SAM68 is an mRNA-binding protein involved in mRNA processing in the nucleus that forms membraneless compartments called SAM68 Nuclear Bodies (SNBs). We found that intersectin 1 (ITSN1), a multidomain scaffold protein harboring five soluble SH3 domains, interacts with SAM68 proline-rich motifs (PRMs) surrounded by self-adhesive low complexity domains. While SAM68 is poorly soluble in vitro, the interaction of ITSN1 SH3 domains and mRNA with SAM68 enhances its solubility. In HeLa cells, the interaction between the first ITSN1 SH3 domain (SH3A) and P0, the N-terminal PRM of SAM68, induces the dissociation of SNBs. In addition, we reveal the ability of another SH3 domain (SH3D) of ITSN1 to bind to mRNAs. ITSN1 and mRNA may thus act in concert to promote SAM68 solubilization, consistent with the absence of mRNA in SNBs in cells. Together, these results support the notion of a specific chaperoning of PRM-rich SAM68 within nuclear ribonucleoprotein complexes by ITSN1 that may regulate the processing of a fraction of nuclear mRNAs, notably SAM68-controlled splicing events related to higher neuronal functions or cancer progression. This observation may also serve as a putative model of the interaction between other PRM-rich RBPs and signaling proteins harboring SH3 domains.

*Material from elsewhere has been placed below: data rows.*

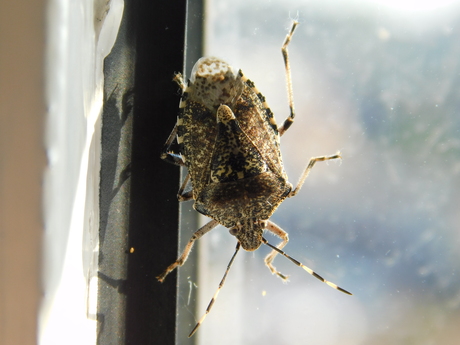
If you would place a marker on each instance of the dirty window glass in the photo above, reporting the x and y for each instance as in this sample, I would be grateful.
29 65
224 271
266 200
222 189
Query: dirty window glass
379 82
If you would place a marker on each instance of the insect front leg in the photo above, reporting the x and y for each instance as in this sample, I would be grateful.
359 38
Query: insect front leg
185 196
308 168
171 152
275 229
180 261
290 119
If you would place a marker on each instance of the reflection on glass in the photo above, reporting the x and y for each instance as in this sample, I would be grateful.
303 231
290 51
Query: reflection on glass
381 84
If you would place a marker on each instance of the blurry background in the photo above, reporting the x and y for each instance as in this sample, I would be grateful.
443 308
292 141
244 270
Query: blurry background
380 82
22 159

SAM68是一种mRNA结合蛋白，参与细胞核中的mRNA加工，形成无膜区室，称为SAM68核体（SNB）。我们发现intersectin 1（ITSN1），一个具有五个可溶性SH3域的多域支架蛋白，与被自粘性低复杂性域包围的SAM68富含脯氨酸的基序（PRM）相互作用。尽管SAM68在体外难溶，但ITSN1 SH3域和mRNA与SAM68的相互作用增强了其溶解度。在HeLa细胞中，第一个ITSN1 SH3域（SH3A）与P0（SAM68的N端PRM）之间的相互作用诱导了SNB的解离。此外，我们揭示了ITSN1的另一个SH3域（SH3D）结合mRNA的能力。因此，ITSN1和mRNA可能协同作用以促进SAM68增溶，这与细胞中SNB中不存在mRNA一致。一起，这些结果支持了ITSN1核糖核糖核蛋白复合物中富含PRM的SAM68特异性伴侣的构想，它可能调节部分核mRNA的加工，特别是与更高神经元功能或癌症进展有关的SAM68控制的剪接事件。该观察结果还可以用作其他富含PRM的RBP与带有SH3结构域的信号蛋白之间相互作用的推定模型。